The history of rock music is pretty interesting. Everyone knows that it’s roots lie in genres like Gospel, but what about all the other genres?

How did Cowpunk come about? Or Indie Rock? Or Nu Metal?

These are the sorts of questions we ask ourselves here at Concert Hotels (oh, and other important topics like what we should have for lunch).

Curiosity piqued, we decided to trace the roots of the various rock genres, kinda like ‘Who do you think you are?’ but for rock music, and then visualize it.

We embarked upon what turned into a mammoth research task, the likes of which none of us have undertaken since college. But we stuck with it. We think it was worth the effort.

Ladies and gentlemen, we give you our Rock Time Machine - click here to journey through 100 years of rock in less than a minute.

And there’s more - while we were at it we thought it might be pretty cool to be able to hear a sample of each genre.

So turn your speakers up to 11 (or pop your headphones in if you’re the considerate type) - you never know, you might just find a new music genre to fall in love with.

Although music heritage isn’t an exact science, the color-coded flow arrows are easy to follow throughout the design.  However, they get more complicated at the bottom.  Apparently there hasn’t been any new music since Y2K?

Found on Fast Company

 

Thursday
May302013

Drones Kill - Animated, Interactive Visualization

Drones Kill - Animated, Interactive Visualization

Great data visualization design from Pitch Interactive.  Out of Site, Out of Mind is an animated data visualization of every U.S. drone strike in Pakistan since 2004 and the associated kills reported in the news.  There is also an interactive element is that the readers can hover their pointer over the visualization an more details appear in a popup window.  Visit the original site to see the animation.

Since 2004, the US has been practicing in a new kind of clandestine military operation. The justification for using drones to take out enemy targets is appealing because it removes the risk of losing American military, it’s much cheaper than deploying soldiers, it’s politically much easier to maneuver (i.e. flying a drone within Pakistan vs. sending troops) and it keeps the world in the dark about what is actually happening. It takes the conflict out of sight, out of mind. The success rate is extremely low and the cost on civilian lives and the general well-being of the population is very high. This project helps to bring light on the topic of drones. Not to speak for or against, but to inform and to allow you to see for yourself whether you can support drone usage or not.

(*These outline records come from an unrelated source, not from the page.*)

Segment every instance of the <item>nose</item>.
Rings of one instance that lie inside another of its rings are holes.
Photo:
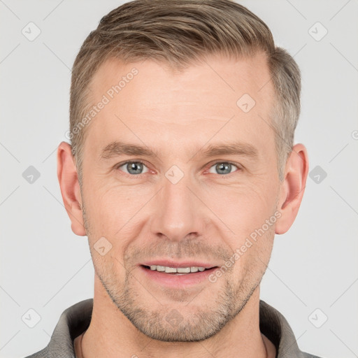
[[[206,217],[203,203],[193,194],[187,176],[177,183],[166,178],[156,196],[151,220],[152,234],[172,241],[202,236]],[[197,195],[197,194],[196,194]]]

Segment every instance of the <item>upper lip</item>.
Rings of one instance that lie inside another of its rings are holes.
[[[208,262],[203,262],[201,261],[172,261],[169,259],[157,259],[150,260],[141,264],[143,266],[165,266],[167,267],[203,267],[204,268],[211,268],[216,267],[217,265],[210,264]]]

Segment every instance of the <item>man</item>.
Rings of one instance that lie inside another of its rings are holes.
[[[229,0],[138,0],[75,61],[57,175],[94,299],[31,357],[308,357],[259,299],[308,171],[299,68]]]

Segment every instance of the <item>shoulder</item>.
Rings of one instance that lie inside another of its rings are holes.
[[[61,315],[48,345],[25,358],[75,358],[73,340],[90,325],[93,299],[78,302]]]

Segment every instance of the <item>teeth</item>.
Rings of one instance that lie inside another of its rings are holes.
[[[152,271],[157,271],[159,272],[165,272],[166,273],[189,273],[192,272],[203,272],[205,271],[204,267],[197,267],[197,266],[192,266],[192,267],[178,267],[178,268],[176,267],[169,267],[166,266],[159,266],[159,265],[151,265],[150,270]]]

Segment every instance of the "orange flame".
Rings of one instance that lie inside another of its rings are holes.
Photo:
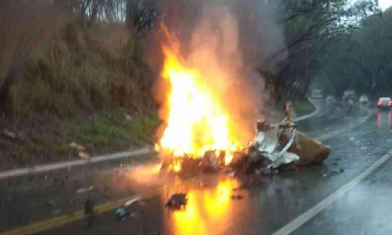
[[[175,39],[171,41],[178,43]],[[176,53],[178,46],[163,47],[162,76],[169,82],[170,88],[166,94],[168,119],[160,141],[161,150],[175,157],[188,154],[196,157],[202,157],[208,150],[224,151],[227,165],[233,158],[231,152],[241,145],[234,134],[234,122],[222,97],[208,85],[203,74],[182,62]]]

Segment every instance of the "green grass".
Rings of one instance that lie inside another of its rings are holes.
[[[75,133],[82,144],[89,147],[112,144],[138,146],[154,142],[159,124],[155,113],[137,115],[130,120],[121,112],[102,112],[77,125]]]

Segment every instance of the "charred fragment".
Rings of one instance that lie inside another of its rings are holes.
[[[172,210],[180,210],[182,206],[185,208],[187,202],[186,193],[175,193],[170,197],[166,205]]]

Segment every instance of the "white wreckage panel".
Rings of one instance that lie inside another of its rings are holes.
[[[271,163],[268,168],[275,169],[283,164],[288,164],[295,161],[298,161],[299,156],[297,154],[287,152],[287,150],[292,144],[295,138],[294,131],[285,132],[290,139],[281,150],[278,149],[279,136],[282,134],[279,130],[278,125],[271,125],[269,128],[265,131],[258,131],[255,138],[253,146],[259,152],[260,155],[268,159]],[[291,136],[289,136],[291,135]],[[259,155],[258,154],[257,155]],[[260,156],[260,155],[259,155]],[[253,159],[257,161],[257,159]]]

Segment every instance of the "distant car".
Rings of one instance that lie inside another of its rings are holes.
[[[361,103],[368,103],[369,102],[369,98],[367,96],[362,95],[359,97],[359,102]]]
[[[348,91],[344,91],[343,93],[343,100],[348,100],[349,98],[352,98],[353,96],[355,95],[355,92],[352,90]]]
[[[381,97],[377,102],[378,108],[391,108],[392,106],[392,100],[391,97]]]
[[[314,89],[312,90],[311,97],[313,99],[319,100],[323,98],[323,91],[319,89]]]

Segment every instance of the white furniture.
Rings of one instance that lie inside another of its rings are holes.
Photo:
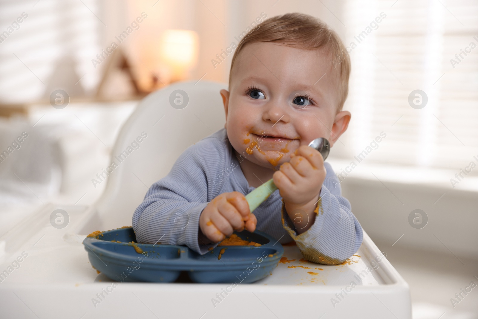
[[[86,235],[131,225],[150,186],[167,174],[188,146],[223,127],[219,90],[225,87],[180,83],[149,95],[121,130],[112,154],[117,167],[97,203],[45,205],[0,238],[2,318],[411,318],[408,285],[366,234],[348,264],[302,262],[296,246],[284,246],[284,256],[294,261],[279,263],[271,275],[234,288],[227,284],[113,285],[91,267],[82,243]],[[182,109],[170,104],[176,89],[189,97]],[[139,148],[119,163],[115,156],[142,132],[147,137]],[[64,228],[50,223],[56,209],[69,216]]]

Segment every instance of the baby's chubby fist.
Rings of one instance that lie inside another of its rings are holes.
[[[291,157],[272,175],[279,194],[285,203],[294,206],[316,201],[327,173],[322,155],[315,148],[303,145]]]
[[[239,192],[223,193],[211,200],[199,217],[199,228],[213,242],[230,236],[234,231],[256,229],[257,220],[250,213],[245,197]]]

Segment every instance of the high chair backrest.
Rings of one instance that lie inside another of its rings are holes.
[[[148,189],[167,175],[178,156],[224,127],[222,88],[227,85],[177,83],[140,102],[120,132],[105,169],[106,189],[95,204],[102,229],[130,226]]]

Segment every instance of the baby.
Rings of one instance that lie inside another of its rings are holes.
[[[138,242],[186,244],[203,254],[234,231],[294,241],[304,258],[343,263],[361,227],[320,154],[347,130],[350,65],[338,36],[310,15],[264,21],[238,45],[224,128],[188,147],[133,215]],[[273,178],[278,189],[251,213],[245,195]]]

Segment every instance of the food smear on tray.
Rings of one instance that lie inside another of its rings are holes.
[[[241,239],[236,234],[232,234],[219,242],[217,246],[255,246],[255,247],[260,247],[262,245],[254,242],[249,242]]]

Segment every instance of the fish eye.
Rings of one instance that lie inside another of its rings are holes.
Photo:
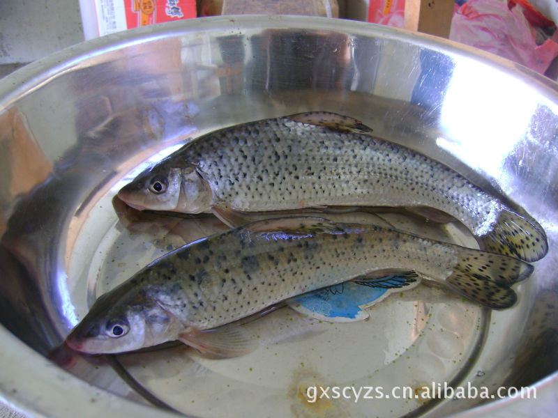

The visualization is created in HTML5 and JavaScript. We recommend Chrome for the best viewing experience.

The challenge with gathering the data and how drone attacks are represented in the news is shown by the large OTHER category of victims.  Also, it’s the largest category of victims.  A data visualization like this is a tremendously effective way to bring this issue to light.

The category of victims we call “OTHER” is classified differently depending on the source. The Obama administration classifies any able-bodied male a military combatant unless evidence is brought forward to prove otherwise. This is a very grey area for us. These could be neighbors of a target killed. They may all be militants and a threat. What we do know for sure is that they are targeted without being given any representation or voice to defend themselves.

The visualization was created by Wesley Grubbs, and there is a video interview of him about the data visualziation process by The Huffington Post.

Thanks to Ray for sending in the link!